Exactly-Once Processing

Exactly-once processing means every message in a system is processed one time and only one time. No messages are lost, and no messages cause duplicate side effects. It's the ideal guarantee for any system that handles payments, state changes, or business-critical events.

Why exactly-once delivery is impossible

Here's the hard truth: exactly-once delivery over a network is theoretically impossible. The reason is the Two Generals Problem — a fundamental result in distributed computing.

Imagine a sender delivers a message and the receiver processes it successfully. The receiver sends an acknowledgment back. But the sender has no way to know if the ack was lost in transit. If it was, the sender retries, and now the receiver has the message twice. If the sender doesn't retry, and the original message was the one that was lost, the receiver has it zero times.

You can add more acks (ack the ack), but each additional step has the same problem. At some point, a network message is in flight with no confirmation, and either side must make a decision without certainty. This is not a bug in any particular system — it's a mathematical impossibility when communicating over an unreliable channel.

What systems actually achieve

When a system claims "exactly-once semantics," what it actually provides is:

At-least-once delivery + idempotent processing = exactly-once semantics

The transport layer guarantees every message is delivered at least once (retrying as needed). The application layer ensures that processing the same message multiple times has the same effect as processing it once. The result looks like exactly-once from the outside, even though duplicates may have been delivered and silently discarded.

Implementation patterns

Idempotency keys

Assign a unique key to each message (a UUID, event ID, or hash of the payload). Before processing, check a deduplication store. If the key exists, skip processing and return the cached result. If not, process the message and store the key. This is the pattern Stripe uses for payment idempotency.

Deduplication tables

Maintain a database table of processed message IDs. Before any side effect, check the table in the same transaction as the business logic. This prevents both duplicates and race conditions when two copies of the same message arrive simultaneously.

Transactional outbox

When a service needs to update its database and publish an event, write both the database change and the outbound event to the same database in a single transaction. A separate process reads the outbox table and publishes the events. This ensures the event is published if and only if the database change is committed — no orphaned events, no lost events.

Database upserts

For state changes, use INSERT ... ON CONFLICT UPDATE keyed on a natural identifier. Running the same upsert twice produces the same final state. This is the simplest form of idempotent processing for database writes.

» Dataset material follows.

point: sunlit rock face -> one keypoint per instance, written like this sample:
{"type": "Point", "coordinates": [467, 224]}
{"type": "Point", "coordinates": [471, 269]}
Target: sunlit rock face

Kafka's exactly-once semantics

Apache Kafka is one of the few systems that explicitly advertises exactly-once semantics (EOS). It achieves this through a combination of:

• Idempotent producers — each producer is assigned a unique ID, and the broker deduplicates messages based on producer ID and sequence number
• Transactions — a producer can atomically write to multiple partitions and commit consumer offsets in a single transaction
• Read-committed consumers — consumers only see messages from committed transactions

Even Kafka's EOS is ultimately at-least-once delivery with built-in deduplication. The "exactly-once" is at the processing semantics level, not the network delivery level.

The practical approach

Don't try to build a transport layer that never sends duplicates — it's impossible. Instead, accept that duplicates will happen and make them harmless:

• Use at-least-once delivery to ensure nothing is lost
• Store a deduplication key with every processed message
• Wrap deduplication checks and business logic in database transactions
• Design state changes as upserts or last-write-wins where possible
• For webhook consumers: use the event ID from the provider as your deduplication key

FAQ

Is exactly-once delivery possible?

No. Exactly-once delivery over an unreliable network is mathematically impossible (Two Generals Problem). What systems achieve is exactly-once processing — at-least-once delivery combined with idempotent consumers that discard duplicates. The end result is the same: every message is processed once and only once.

How do you achieve exactly-once processing?

Use at-least-once delivery (retries until acknowledged) and make your consumers idempotent. Before processing each message, check a deduplication store using the message's unique ID. If it's already been processed, skip it. Wrap the check and your business logic in a database transaction to prevent race conditions.

What is the Two Generals Problem?

The Two Generals Problem is a thought experiment that proves two parties cannot reach agreement over an unreliable communication channel with guaranteed certainty. In messaging terms: a sender can never be 100% sure the receiver got the message, because the acknowledgment itself can be lost. This is why at-least-once (with retries) or at-most-once (without retries) are the only achievable delivery guarantees.

Exactly-once processing is built on at-least-once delivery — the transport retries to prevent data loss — combined with idempotent consumers that make duplicates harmless. It's the opposite of at-most-once delivery, which avoids duplicates by accepting data loss. In practice, every reliable webhook handler and background job processor should implement exactly-once semantics.